DAYTONA BEACH, Fla. (AP) — Rick Hendrick was telling the truth when he insisted this year was going to be much improved from last season, the worst in team history.
Hendrick Motorsports is now 2-for-2 at Speedweeks with the front row for Sunday’s season-opening Daytona 500 and Johnson’s victory in the exhibition Clash.
The proud Hendrick organization is using NASCAR’s biggest stage to show how serious the boss is about rebounding from 2018, when Johnson was winless for the first time in his career, Alex Bowman and William Byron had forgettable first seasons, and Chase Elliott’s three late victories were among the few bright spots.
If this was a sequel to “Days of Thunder,” with Randy Quaid again playing a version of Hendrick, the car owner might guarantee a Daytona 500 victory.

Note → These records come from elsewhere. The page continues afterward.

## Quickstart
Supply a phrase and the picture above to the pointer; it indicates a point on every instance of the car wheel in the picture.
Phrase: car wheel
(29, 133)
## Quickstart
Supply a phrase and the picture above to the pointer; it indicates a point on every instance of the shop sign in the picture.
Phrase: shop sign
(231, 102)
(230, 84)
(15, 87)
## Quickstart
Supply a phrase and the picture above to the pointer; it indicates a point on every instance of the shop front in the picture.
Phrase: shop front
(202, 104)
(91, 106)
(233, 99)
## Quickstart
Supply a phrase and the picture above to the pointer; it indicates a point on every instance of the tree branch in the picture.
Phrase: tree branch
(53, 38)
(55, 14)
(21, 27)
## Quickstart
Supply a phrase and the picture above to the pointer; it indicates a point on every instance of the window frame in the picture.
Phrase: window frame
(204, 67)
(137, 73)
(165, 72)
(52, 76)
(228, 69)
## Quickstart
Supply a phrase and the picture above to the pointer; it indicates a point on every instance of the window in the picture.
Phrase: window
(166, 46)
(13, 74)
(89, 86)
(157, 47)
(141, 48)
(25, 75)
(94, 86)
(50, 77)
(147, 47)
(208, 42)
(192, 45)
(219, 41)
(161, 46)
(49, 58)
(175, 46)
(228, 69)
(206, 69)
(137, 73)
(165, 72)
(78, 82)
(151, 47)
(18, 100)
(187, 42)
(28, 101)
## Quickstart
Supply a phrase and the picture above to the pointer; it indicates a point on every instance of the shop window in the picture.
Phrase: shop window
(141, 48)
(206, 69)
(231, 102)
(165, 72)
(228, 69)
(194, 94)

Hendrick, after all, is from a romantic time in NASCAR when a car salesman from Virginia could scrape together the money to enter the Daytona 500 and turn a fledgling little Chevrolet team into one of the most valuable properties in sports.
Hendrick still has his folksy Southern charm, still longs for those simpler days of racing, still wants to arrive in Daytona knowing his cars are the very best in the field.
So consider Sunday the first day in a new era at Hendrick Motorsports, where William Byron and Alex Bowman gave NASCAR its youngest front row in Daytona 500 history by qualifying first and second.
Knaus made a statement in 2002 when he and Johnson debuted at Daytona and won the pole in their first race together.
It was the fifth consecutive year a Hendrick car has won the pole for the Daytona 500 and it was the 700th pole for Chevrolet, the only partner Hendrick has had in racing.
As Hendrick last season worked through a massive personnel consolidation, Chevrolet struggled with its NASCAR introduction of the Camaro and won just four of 36 Cup races.